# Please help Fosgate Punch P500-1bd shut down



## VeXun11 (Apr 21, 2009)

I have a Fosgate Punch P500-1bd and 2 12' alpine type r's with a kenwood touch screen lcd head unit, im really scared, I was driving home and I cranked the system up really quick cuz the bass wasnt hitting as hard as i wanted it to, right after I cranked it up, the amp shut down, I panicked so i pulled over and checked the fuse under the hood, it looks fine, doesnt look blown so immediately i panicked, turning the car on and off hoping the amp would come back on but it didnt and has yet to, all of the wiring is secure, and professionally setup so it cant be that, any ideas anyone?


----------



## PerfaLock (Apr 8, 2009)

what about the fuse on the amp?


----------



## VeXun11 (Apr 21, 2009)

I was actually looking for where the fuses are on the amp and didnt see them anywhere.. im really stressing out because I spent a bit too much money on the system and was kinda regretting spending so much but I was very satisfied so that kinda made that pain go away but now im really stressed lol


----------



## jaggerwild (May 21, 2007)

VeXun11 said:


> I have a Fosgate Punch P500-1bd and 2 12' alpine type r's with a kenwood touch screen lcd head unit, im really scared, I was driving home and I cranked the system up really quick cuz the bass wasnt hitting as hard as i wanted it to, right after I cranked it up, the amp shut down, I panicked so i pulled over and checked the fuse under the hood, it looks fine, doesnt look blown so immediately i panicked, turning the car on and off hoping the amp would come back on but it didnt and has yet to, all of the wiring is secure, and professionally setup so it cant be that, any ideas anyone?

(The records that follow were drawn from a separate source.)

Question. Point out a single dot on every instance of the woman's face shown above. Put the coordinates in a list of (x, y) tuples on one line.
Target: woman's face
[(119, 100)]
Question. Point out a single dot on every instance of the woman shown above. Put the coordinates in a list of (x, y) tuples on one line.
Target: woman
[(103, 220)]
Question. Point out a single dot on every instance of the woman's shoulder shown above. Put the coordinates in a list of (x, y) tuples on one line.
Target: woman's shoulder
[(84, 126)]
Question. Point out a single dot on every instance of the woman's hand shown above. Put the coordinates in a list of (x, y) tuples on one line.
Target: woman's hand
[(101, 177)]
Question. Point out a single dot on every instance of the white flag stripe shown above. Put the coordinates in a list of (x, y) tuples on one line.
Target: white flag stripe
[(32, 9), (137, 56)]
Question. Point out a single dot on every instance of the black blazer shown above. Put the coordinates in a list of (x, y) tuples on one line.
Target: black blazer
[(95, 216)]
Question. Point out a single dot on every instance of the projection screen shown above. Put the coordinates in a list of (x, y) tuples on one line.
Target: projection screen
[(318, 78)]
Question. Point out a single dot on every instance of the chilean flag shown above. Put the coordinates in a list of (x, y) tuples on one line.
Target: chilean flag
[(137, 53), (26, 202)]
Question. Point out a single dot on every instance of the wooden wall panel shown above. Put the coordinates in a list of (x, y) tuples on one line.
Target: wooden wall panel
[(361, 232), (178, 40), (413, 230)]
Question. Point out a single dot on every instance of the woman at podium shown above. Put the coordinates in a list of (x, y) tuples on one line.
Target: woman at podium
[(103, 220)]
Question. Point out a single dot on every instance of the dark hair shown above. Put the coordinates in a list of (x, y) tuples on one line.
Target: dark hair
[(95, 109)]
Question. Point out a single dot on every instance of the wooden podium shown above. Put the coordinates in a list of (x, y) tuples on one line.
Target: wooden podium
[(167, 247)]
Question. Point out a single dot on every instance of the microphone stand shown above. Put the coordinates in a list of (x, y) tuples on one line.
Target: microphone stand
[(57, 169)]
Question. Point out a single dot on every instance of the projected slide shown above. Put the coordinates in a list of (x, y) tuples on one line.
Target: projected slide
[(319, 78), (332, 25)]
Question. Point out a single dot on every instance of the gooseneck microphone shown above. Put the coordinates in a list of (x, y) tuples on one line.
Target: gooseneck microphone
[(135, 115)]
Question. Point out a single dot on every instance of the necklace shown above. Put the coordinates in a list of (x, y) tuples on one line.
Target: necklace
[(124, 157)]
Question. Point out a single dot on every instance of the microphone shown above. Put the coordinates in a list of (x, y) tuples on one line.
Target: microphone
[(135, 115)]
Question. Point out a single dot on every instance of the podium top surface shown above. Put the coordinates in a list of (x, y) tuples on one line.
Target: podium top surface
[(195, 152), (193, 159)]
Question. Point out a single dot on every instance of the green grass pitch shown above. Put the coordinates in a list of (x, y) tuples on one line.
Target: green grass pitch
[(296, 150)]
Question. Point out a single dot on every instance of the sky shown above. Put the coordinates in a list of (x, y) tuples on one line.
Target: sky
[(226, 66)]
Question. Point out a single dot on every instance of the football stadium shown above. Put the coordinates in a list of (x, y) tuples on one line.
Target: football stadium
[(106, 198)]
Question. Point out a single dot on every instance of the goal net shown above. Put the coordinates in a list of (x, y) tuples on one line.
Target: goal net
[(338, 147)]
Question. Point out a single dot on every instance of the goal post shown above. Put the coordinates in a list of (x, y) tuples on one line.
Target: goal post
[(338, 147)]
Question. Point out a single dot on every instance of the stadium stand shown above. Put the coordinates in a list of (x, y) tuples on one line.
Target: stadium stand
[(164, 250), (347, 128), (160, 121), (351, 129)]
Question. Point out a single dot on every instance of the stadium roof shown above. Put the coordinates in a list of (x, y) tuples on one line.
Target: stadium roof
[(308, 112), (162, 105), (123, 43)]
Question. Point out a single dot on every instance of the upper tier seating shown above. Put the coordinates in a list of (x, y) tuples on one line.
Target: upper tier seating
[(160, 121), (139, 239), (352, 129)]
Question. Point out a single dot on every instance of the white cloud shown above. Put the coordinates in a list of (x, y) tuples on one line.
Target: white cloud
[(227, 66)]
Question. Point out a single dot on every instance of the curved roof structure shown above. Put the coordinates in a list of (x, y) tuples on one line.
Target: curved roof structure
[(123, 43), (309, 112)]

Replace the power supply fuse EVEN tough it looks good it may be bad, you will not see the melted solider in the end of it.


----------



## VeXun11 (Apr 21, 2009)

I'm not quite sure where the power supply fuse is. Also i'm not too tech savy but would it be hard at all to do?


----------



## lcurle (Oct 5, 2008)

under the hood next to the battery is where the "Inline fuse" should be.


----------



## lcurle (Oct 5, 2008)

you can put a volt meter on your amp to see if it infact getting power, if it is but still not responding, then your amp is a gonner.


----------



## jaggerwild (May 21, 2007)

As Lee said it is on the cable going from the AMP to the battery, the installer should have placed it as close to the battery as possible. So It should be there or in approx.


----------